Sin los ojos.

Tarde gris y lluviosa. Nos reservábamos los colores para nada más que los dos. El mundo ajeno. Un mensaje, un lugar y una hora de encuentro. Nada programado, ni nada por programar, hacían pensar en un momento sublime como el que estaba por pasar.
Minutos de incertidumbre hasta dar con un lugar discreto donde esconder -todavía- un amor prohibido pero más genuino, que ninguno otro, en kilómetros de distancia. Una habitación a oscuras, no a pedido, ni por capricho. Sólo el destino así lo quiso.

Sin los ojos, como si fuera una condición impuesta para conocernos, en todo sentido. Primero en alma y luego en cuerpo. Conocernos en penumbras resultaba un desafío a los demás sentidos. Tus dedos, recorriendo cada palmo de mi pecho mientras mi nariz se hundía en tu cuello para capturar tu aroma, inequívocamente tuyo, y en ese preciso momento, ya todo mío.

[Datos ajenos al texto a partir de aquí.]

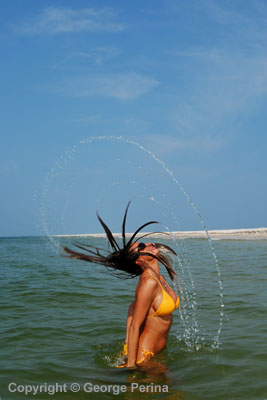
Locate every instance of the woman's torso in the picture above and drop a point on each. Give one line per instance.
(154, 331)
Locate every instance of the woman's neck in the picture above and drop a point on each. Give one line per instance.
(153, 265)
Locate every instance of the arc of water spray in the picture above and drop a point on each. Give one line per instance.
(69, 155)
(170, 173)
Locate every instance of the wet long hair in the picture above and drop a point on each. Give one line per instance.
(121, 261)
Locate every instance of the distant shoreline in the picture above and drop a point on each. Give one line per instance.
(246, 234)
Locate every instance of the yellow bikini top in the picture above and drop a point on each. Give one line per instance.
(167, 305)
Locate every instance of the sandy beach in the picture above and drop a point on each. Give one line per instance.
(238, 234)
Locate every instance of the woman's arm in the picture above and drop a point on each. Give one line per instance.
(129, 320)
(144, 299)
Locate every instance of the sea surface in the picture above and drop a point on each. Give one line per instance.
(63, 322)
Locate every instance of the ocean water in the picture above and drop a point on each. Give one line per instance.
(63, 323)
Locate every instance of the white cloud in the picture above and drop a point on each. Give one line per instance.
(54, 20)
(120, 86)
(80, 60)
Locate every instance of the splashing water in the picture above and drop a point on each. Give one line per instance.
(184, 283)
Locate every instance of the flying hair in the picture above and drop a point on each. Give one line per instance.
(121, 261)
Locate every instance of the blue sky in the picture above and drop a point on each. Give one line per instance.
(187, 80)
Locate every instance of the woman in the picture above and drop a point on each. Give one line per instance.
(149, 316)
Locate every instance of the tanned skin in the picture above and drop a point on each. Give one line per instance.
(141, 332)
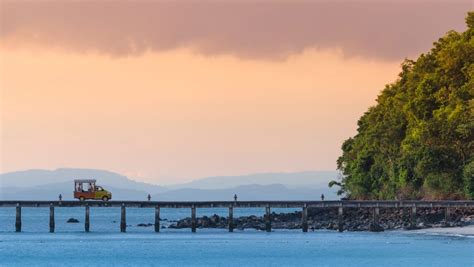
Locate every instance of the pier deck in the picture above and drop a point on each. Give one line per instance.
(376, 205)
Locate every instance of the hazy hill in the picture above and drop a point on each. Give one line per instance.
(45, 185)
(32, 178)
(247, 192)
(291, 180)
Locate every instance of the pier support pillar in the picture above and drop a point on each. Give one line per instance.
(268, 221)
(51, 218)
(376, 214)
(231, 219)
(340, 219)
(193, 219)
(123, 219)
(87, 219)
(157, 219)
(18, 218)
(447, 215)
(304, 218)
(413, 216)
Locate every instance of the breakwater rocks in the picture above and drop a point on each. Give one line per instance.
(353, 219)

Y nos amamos por horas, por días, sin tiempo, sin complejos pero perplejos, por lo mágico del momento. Sin los ojos, como cuando comenzamos a reconocernos como espejo uno del otro, en tus letras, en tus párrafos, en tus contiendas y en tus ensayos.

Del laberinto, todavía no hemos escapado, y aún así, nos guiamos mutuamente con indicios de saber que ahí estamos, a la espera de un paso que nos devuelva la senda compartida, el tránsito mutuo por un camino de nómades criaturas que aprendieron que la vida se camina, no se estanca ni se afinca, pero juntos, eligiéndonos día a día.

Indicios como el que nos dimos cuando nos vimos los rostros por vez primera y mi corazón decretó su devoción por tus ojos color del tiempo.